De 1964 a hoy: cómo ha cambiado la definición de «libro»

Cuando pensamos en un libro, solemos imaginar un documento impreso en papel, con páginas y portada. Sin embargo, la definición de qué es exactamente un libro ha sido objeto de acuerdos internacionales, sobre todo con fines estadísticos, impulsados por organismos como la Organización de las Naciones Unidas para la Educación, la Ciencia y la Cultura (UNESCO).

En 1964, la UNESCO adoptó la Recomendación sobre la Normalización Internacional de Estadísticas Relativas a la Edición de Libros y Publicaciones Periódicas, donde se establecía, entre otras cuestiones que: 

  • Un libro se refiere a publicaciones no periódicas impresas (es decir, no incluye, por ejemplo, las revistas o los periódicos). 
  • La publicación debe tener al menos 49 páginas excluyendo las cubiertas para ser considerada «libro» ya que si el documento tiene entre 5 y 48 páginas (sin contar la cubierta), se le considera un folleto.  
  • Se excluyen ciertas publicaciones donde el texto no es el componente principal, como los mapas (excepto atlas). 

Esta definición fue adoptada con el fin de poder comparar internacionalmente estadísticas de producción y distribución de libros, asegurando que todos los países utilizaran los mismos criterios.  

Nuevas incorporaciones en 1985 

En 1985, la UNESCO actualizó su recomendación para reflejar mejor la realidad editorial de la época. Aunque se mantuvieron los elementos esenciales de la definición de 1964 (como contar con al menos 49 páginas para diferenciarlo de un folleto), se introdujeron algunas novedades. Entre ellas, se incluyeron materiales ilustrados, obras compuestas por varias unidades publicadas en conjunto y tesis universitarias.  

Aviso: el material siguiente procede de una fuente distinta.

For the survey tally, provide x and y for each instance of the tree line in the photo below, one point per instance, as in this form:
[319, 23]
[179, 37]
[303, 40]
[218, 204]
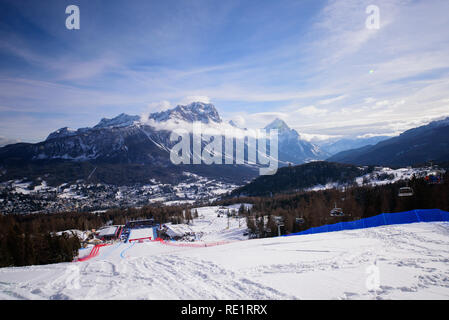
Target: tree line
[302, 210]
[31, 239]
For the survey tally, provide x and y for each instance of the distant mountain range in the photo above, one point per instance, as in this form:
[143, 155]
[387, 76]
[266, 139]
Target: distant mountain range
[414, 146]
[300, 177]
[339, 145]
[128, 149]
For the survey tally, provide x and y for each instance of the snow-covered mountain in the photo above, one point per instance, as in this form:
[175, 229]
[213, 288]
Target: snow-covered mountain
[292, 149]
[334, 147]
[196, 111]
[414, 146]
[129, 140]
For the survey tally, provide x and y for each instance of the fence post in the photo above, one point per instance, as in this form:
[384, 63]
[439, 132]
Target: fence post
[417, 215]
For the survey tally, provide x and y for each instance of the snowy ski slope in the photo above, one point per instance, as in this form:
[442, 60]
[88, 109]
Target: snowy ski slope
[412, 262]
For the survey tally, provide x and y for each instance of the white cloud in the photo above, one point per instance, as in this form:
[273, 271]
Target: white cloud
[311, 111]
[190, 99]
[332, 100]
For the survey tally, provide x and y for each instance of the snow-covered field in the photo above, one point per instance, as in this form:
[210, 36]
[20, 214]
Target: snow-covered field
[389, 262]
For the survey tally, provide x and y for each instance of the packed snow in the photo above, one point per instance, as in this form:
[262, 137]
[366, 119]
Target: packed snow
[408, 261]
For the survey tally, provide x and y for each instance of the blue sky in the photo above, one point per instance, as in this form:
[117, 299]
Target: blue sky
[312, 63]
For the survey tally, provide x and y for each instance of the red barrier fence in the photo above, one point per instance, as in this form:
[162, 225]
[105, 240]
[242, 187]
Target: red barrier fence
[94, 252]
[141, 239]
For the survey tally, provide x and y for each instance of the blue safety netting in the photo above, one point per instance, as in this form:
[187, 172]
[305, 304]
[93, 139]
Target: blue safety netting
[419, 215]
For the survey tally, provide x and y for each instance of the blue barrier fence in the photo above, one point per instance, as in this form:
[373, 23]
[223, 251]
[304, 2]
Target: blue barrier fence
[419, 215]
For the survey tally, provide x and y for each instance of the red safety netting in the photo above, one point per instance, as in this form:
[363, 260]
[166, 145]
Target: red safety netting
[192, 245]
[94, 252]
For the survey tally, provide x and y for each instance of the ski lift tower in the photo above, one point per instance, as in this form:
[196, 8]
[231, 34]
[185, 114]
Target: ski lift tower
[280, 223]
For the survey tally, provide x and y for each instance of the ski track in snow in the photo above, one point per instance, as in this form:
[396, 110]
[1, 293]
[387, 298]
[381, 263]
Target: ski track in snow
[413, 262]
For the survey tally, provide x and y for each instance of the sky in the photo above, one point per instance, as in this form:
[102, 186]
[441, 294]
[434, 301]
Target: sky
[312, 63]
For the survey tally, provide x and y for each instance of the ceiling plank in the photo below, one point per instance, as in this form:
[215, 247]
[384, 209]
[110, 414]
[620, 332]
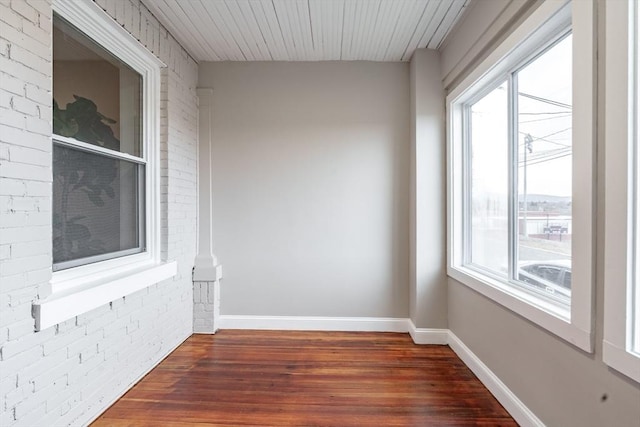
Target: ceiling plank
[426, 17]
[267, 20]
[449, 20]
[307, 30]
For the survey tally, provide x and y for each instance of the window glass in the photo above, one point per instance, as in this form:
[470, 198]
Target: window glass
[97, 97]
[95, 204]
[544, 160]
[635, 288]
[489, 180]
[98, 169]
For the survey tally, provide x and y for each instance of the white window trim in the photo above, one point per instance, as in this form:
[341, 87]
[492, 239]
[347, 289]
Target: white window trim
[550, 17]
[619, 133]
[83, 288]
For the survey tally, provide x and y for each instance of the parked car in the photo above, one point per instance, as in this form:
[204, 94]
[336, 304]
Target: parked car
[554, 277]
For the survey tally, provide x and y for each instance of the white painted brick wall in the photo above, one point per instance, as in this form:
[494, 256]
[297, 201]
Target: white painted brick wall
[70, 373]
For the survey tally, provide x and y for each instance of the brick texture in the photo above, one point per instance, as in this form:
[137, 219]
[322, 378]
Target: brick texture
[70, 373]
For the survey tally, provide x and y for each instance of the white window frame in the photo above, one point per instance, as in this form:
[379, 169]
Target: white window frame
[542, 25]
[79, 289]
[621, 237]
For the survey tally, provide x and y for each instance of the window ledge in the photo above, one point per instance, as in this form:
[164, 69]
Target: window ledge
[542, 313]
[64, 305]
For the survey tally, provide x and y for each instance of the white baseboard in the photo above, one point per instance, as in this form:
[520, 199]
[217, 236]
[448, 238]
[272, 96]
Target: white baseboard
[306, 323]
[428, 336]
[500, 391]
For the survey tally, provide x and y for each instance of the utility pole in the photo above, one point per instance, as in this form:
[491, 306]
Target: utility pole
[528, 148]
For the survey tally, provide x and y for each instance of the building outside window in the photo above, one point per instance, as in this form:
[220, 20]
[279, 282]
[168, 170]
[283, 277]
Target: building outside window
[518, 171]
[520, 187]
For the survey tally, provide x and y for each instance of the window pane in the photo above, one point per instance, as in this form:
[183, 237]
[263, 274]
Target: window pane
[635, 288]
[97, 98]
[544, 171]
[489, 180]
[95, 205]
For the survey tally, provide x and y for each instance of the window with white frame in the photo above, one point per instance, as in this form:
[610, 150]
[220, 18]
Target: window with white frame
[106, 181]
[99, 166]
[621, 343]
[515, 234]
[517, 201]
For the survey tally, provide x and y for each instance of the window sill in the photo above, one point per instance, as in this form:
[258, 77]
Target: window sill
[549, 316]
[64, 305]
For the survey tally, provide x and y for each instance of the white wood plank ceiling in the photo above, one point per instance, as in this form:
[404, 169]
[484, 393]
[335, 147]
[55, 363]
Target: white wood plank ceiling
[307, 30]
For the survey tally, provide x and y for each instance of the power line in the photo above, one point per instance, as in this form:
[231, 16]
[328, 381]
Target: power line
[543, 138]
[545, 100]
[545, 160]
[547, 118]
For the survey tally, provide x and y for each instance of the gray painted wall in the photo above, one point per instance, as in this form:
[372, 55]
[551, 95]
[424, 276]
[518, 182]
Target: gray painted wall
[427, 279]
[562, 385]
[311, 187]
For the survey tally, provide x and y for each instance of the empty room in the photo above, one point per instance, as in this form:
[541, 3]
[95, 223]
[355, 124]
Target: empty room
[319, 213]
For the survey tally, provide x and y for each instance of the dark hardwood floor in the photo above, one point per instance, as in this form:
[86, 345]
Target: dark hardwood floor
[268, 378]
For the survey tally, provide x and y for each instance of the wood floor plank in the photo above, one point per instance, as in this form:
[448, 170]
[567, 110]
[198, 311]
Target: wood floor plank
[270, 378]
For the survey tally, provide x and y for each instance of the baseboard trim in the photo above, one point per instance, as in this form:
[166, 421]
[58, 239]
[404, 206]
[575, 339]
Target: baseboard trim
[306, 323]
[516, 408]
[425, 336]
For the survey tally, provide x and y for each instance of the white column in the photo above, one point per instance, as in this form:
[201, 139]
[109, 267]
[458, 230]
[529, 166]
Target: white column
[207, 273]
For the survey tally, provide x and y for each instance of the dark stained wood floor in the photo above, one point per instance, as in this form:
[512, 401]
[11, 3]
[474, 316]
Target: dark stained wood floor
[269, 378]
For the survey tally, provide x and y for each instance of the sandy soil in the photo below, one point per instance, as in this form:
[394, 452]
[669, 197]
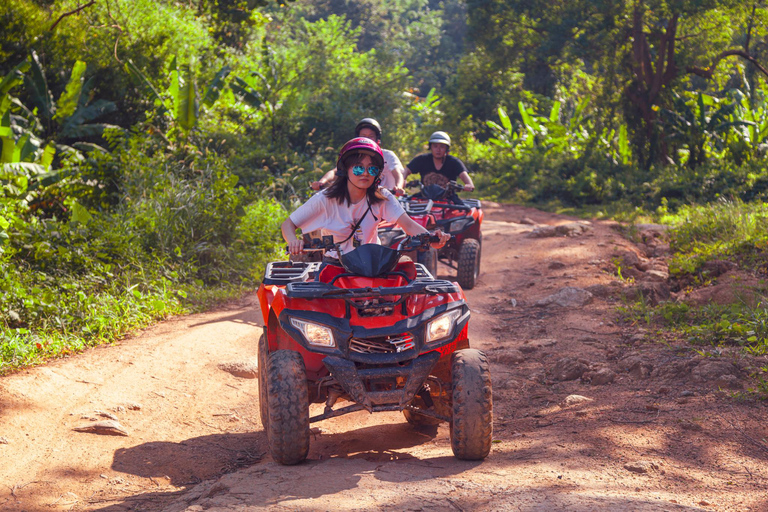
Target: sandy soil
[659, 426]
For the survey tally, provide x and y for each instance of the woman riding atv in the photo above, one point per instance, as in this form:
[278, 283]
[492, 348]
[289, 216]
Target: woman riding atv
[353, 206]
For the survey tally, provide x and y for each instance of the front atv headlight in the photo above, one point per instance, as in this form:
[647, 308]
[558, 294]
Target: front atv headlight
[460, 225]
[442, 326]
[315, 334]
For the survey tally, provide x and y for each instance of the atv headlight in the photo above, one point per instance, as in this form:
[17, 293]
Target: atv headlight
[315, 334]
[442, 326]
[460, 225]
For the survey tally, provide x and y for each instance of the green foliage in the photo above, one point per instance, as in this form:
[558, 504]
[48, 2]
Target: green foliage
[723, 230]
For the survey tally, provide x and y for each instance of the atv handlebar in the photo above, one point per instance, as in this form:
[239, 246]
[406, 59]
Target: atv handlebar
[420, 242]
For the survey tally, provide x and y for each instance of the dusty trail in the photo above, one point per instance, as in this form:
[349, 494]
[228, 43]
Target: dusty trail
[657, 435]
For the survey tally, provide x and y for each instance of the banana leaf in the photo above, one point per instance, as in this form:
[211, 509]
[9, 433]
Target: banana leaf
[69, 99]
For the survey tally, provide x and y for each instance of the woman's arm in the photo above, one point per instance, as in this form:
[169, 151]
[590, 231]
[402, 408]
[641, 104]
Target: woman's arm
[288, 228]
[325, 180]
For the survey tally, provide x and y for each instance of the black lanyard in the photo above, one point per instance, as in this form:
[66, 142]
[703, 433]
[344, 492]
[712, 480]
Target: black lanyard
[357, 224]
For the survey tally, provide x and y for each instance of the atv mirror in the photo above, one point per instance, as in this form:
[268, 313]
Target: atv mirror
[370, 260]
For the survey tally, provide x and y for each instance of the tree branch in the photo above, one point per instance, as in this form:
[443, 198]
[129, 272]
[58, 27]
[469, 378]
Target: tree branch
[708, 71]
[70, 13]
[749, 27]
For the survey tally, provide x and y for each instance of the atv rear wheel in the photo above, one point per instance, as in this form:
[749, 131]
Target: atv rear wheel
[287, 397]
[262, 357]
[429, 260]
[469, 263]
[472, 418]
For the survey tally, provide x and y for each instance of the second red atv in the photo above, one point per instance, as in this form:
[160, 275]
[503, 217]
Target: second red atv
[434, 207]
[379, 333]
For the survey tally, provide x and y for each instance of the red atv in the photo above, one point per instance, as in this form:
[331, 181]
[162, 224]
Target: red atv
[433, 208]
[376, 332]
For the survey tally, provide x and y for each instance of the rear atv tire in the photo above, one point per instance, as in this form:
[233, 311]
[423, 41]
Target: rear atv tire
[262, 358]
[288, 401]
[469, 263]
[429, 260]
[472, 418]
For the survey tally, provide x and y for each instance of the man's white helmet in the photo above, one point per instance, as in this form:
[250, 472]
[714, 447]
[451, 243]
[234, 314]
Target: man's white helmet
[440, 138]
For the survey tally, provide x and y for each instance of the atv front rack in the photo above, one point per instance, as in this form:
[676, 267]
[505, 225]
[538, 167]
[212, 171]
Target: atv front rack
[283, 272]
[318, 290]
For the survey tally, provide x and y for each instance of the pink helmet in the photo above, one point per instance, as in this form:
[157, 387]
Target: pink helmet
[361, 145]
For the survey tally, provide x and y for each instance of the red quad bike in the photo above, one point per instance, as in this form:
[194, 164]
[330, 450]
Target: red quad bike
[432, 208]
[379, 333]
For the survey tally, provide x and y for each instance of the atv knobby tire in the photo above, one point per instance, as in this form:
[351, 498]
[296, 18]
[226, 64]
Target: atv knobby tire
[262, 357]
[469, 263]
[472, 418]
[429, 260]
[288, 401]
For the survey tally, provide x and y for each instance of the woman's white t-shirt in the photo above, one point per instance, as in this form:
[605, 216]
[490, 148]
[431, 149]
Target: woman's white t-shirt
[338, 218]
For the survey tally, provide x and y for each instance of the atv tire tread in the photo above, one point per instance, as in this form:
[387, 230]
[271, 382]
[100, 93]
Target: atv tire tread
[472, 418]
[468, 266]
[262, 358]
[288, 400]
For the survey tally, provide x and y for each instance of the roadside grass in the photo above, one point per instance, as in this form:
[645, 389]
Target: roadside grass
[61, 297]
[726, 230]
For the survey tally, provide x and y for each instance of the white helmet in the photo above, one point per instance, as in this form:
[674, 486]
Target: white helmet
[440, 138]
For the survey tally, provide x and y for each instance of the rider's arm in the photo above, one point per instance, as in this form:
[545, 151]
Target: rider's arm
[288, 229]
[468, 185]
[324, 181]
[411, 227]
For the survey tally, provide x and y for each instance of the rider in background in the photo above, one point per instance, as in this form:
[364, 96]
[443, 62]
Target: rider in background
[438, 167]
[392, 173]
[353, 206]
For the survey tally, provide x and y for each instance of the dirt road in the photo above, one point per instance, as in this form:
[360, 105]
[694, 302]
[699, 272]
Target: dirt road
[589, 413]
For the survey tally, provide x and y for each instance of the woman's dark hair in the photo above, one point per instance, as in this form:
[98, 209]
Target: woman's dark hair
[338, 189]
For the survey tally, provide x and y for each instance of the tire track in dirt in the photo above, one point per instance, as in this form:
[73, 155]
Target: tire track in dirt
[637, 443]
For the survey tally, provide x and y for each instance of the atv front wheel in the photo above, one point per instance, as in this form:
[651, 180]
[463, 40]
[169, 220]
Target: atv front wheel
[469, 263]
[429, 260]
[472, 418]
[288, 400]
[262, 357]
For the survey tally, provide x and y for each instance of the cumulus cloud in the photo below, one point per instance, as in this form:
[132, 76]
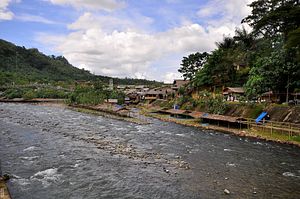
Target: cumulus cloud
[107, 5]
[225, 10]
[5, 14]
[114, 46]
[34, 18]
[170, 76]
[129, 52]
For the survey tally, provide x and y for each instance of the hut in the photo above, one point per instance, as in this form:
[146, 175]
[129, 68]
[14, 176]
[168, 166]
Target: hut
[233, 93]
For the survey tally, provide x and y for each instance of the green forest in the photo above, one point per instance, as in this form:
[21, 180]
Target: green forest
[20, 66]
[265, 59]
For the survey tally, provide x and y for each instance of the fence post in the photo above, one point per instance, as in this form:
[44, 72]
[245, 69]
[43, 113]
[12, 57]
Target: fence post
[271, 128]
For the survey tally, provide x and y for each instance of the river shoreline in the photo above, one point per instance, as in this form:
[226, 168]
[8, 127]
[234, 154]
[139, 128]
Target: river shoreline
[241, 133]
[251, 133]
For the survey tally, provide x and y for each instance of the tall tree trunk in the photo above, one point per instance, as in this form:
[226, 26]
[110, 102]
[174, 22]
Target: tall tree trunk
[287, 90]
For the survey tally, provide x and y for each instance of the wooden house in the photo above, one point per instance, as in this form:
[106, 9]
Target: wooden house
[233, 93]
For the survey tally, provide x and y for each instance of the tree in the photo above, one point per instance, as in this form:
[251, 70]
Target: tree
[273, 17]
[191, 64]
[277, 72]
[227, 43]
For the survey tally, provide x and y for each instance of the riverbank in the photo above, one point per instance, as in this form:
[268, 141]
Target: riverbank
[129, 116]
[250, 133]
[4, 193]
[107, 113]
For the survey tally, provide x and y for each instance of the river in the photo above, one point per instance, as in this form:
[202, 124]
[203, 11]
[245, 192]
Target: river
[53, 152]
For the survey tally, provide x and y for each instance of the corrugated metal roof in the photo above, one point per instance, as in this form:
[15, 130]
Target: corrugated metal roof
[233, 90]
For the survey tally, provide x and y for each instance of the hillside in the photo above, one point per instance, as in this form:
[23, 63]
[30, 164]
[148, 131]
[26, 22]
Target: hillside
[20, 66]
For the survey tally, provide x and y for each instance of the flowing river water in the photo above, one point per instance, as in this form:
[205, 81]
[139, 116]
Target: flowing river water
[52, 152]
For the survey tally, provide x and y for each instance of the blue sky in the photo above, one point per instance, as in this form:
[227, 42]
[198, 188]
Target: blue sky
[123, 38]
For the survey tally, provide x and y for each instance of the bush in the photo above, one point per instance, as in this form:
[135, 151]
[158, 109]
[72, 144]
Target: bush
[14, 93]
[216, 105]
[29, 95]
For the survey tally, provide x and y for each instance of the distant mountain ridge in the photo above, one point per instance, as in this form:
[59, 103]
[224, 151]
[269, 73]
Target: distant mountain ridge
[20, 66]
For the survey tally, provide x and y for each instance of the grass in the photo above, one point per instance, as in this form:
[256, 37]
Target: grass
[103, 114]
[276, 136]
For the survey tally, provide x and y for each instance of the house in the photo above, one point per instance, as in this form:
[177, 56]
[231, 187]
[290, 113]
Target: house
[179, 83]
[233, 93]
[151, 95]
[270, 96]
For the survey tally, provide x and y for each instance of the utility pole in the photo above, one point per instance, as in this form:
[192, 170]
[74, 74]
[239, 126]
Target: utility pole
[16, 60]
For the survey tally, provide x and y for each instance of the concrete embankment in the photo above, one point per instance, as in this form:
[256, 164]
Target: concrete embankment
[251, 133]
[109, 111]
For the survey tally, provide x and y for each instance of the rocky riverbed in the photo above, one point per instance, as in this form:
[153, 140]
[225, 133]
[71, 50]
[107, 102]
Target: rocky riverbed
[52, 152]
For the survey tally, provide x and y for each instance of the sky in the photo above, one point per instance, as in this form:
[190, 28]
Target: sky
[122, 38]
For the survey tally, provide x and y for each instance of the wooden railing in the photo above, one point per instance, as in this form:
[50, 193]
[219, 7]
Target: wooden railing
[272, 126]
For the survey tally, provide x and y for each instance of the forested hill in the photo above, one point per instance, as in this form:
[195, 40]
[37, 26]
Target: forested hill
[22, 66]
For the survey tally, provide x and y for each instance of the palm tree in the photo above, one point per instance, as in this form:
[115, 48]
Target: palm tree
[244, 39]
[227, 43]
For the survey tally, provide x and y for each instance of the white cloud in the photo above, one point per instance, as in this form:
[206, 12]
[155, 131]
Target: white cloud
[107, 5]
[5, 14]
[170, 76]
[129, 53]
[114, 46]
[228, 10]
[34, 18]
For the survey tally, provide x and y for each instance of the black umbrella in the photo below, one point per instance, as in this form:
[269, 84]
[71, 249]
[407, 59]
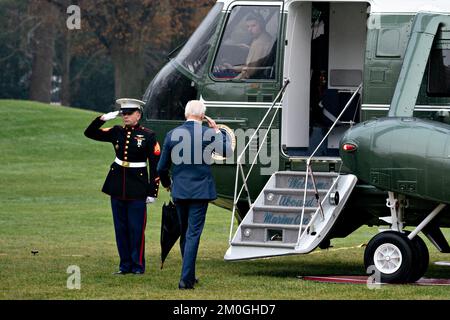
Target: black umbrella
[170, 229]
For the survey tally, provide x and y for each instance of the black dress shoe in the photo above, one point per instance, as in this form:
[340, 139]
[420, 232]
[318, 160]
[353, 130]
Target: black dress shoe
[120, 273]
[183, 286]
[140, 273]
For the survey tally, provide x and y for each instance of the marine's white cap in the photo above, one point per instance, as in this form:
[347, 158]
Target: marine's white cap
[130, 104]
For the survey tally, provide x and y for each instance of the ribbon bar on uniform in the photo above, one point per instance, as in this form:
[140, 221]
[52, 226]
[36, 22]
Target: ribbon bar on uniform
[127, 164]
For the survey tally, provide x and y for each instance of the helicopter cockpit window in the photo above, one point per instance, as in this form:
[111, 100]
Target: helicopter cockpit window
[439, 73]
[249, 44]
[194, 54]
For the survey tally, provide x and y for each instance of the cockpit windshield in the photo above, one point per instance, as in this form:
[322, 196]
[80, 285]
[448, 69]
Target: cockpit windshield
[195, 52]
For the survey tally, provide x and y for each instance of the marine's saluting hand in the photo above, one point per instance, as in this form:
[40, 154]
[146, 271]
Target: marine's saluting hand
[212, 123]
[109, 116]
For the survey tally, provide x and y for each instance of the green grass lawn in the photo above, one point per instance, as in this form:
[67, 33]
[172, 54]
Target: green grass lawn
[50, 201]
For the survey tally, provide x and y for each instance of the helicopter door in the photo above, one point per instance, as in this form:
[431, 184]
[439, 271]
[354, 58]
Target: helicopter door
[324, 61]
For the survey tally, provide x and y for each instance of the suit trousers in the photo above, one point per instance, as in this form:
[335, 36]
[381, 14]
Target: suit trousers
[130, 218]
[191, 214]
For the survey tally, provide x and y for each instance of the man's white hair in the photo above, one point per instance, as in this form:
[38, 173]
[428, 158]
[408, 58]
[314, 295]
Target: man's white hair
[194, 108]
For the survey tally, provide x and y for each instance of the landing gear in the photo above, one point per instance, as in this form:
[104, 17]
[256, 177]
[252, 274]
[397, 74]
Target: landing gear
[391, 253]
[396, 258]
[399, 256]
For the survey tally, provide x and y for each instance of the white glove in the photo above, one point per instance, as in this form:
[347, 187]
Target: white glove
[109, 116]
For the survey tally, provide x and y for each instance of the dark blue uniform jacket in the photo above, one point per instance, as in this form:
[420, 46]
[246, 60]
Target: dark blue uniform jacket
[134, 144]
[187, 150]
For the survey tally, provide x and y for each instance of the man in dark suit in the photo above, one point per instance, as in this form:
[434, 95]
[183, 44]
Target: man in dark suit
[129, 183]
[188, 149]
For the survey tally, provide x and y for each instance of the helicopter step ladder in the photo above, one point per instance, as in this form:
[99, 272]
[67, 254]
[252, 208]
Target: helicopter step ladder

Desde 1985 hasta hoy: retos y desafíos en la definición 

Aunque la definición actual es similar a la de 1964 y 1985, el panorama editorial se ha transformado en los últimos años. La publicación en formatos electrónicos, como los e-books, se reconoce cada vez más como parte integral del ecosistema del libro, y la UNESCO incluye estas formas virtuales en su concepto de Books and Press. Sin embargo, persiste el desafío de encajar los nuevos formatos dentro de criterios pensados para el papel: desde los libros electrónicos hasta los audiolibros o las obras interactivas que combinan texto, sonido e imagen. Esto abre debates sobre cómo recoger estas realidades en las estadísticas internacionales sin perder la capacidad de comparar realidades y de cómo adaptar los marcos legales y de derechos de autor, que todavía funcionan en gran medida sobre la definición tradicional del libro.